Tan graves órdenes Jerjes dictó por haberse dejado llevar de su corazón confiado
en exceso, pues no sabía el porvenir que le iba a llegar de los dioses.
Ellos, entonces, no con espíritu de indisciplina, sino con alma dócil al jefe,
estuvieron haciendo la cena y los marineros atando los remos a los escálamos;
que a los toletes bien se ajustaban. Pero, cuando la claridad del sol se
extinguió y ya la noche se estaba acercando, todo marino señor de remo fue
entrando en su nave y también todo el que había de luchar con las armas. En cada
larga nave los bancos de remeros iban animándose entre sí, y todos navegaban en
el puesto asignado, y a lo largo de toda la noche los jefes de las naves
hicieron que toda la gente marinera preparase la travesía.
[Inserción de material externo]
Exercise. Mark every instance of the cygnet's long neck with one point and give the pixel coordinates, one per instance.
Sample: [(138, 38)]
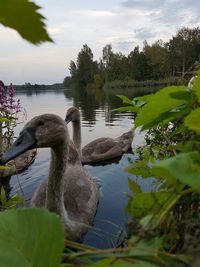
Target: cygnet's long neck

La noche avanzaba, pero la escuadra griega no hacía una salida furtiva por
ningún sitio. Pero después que el día radiante, con sus blancos corceles, ocupó
con su luz la tierra entera, en primer lugar, un canto, un clamor a modo de
himno, procedente del lado de los griegos, profirió expresiones de buenos
augurios que devolvió el eco de la isleña roca. El terror hizo presa en todos
los bárbaros, defraudados en sus esperanzas, pues no entonaban entonces los
griegos el sacro peán como preludio para una huida, sino como quienes van al
combate con el coraje de almas valientes. La trompeta con su clangor encendió el
animo de todos aquéllos. Inmediatamente con cadenciosas paladas del ruidoso remo
golpeaban las aguas profundas del mar, al compás del sonido de mando.
Rápidamente todos estuvieron al alcance de nuestra vista.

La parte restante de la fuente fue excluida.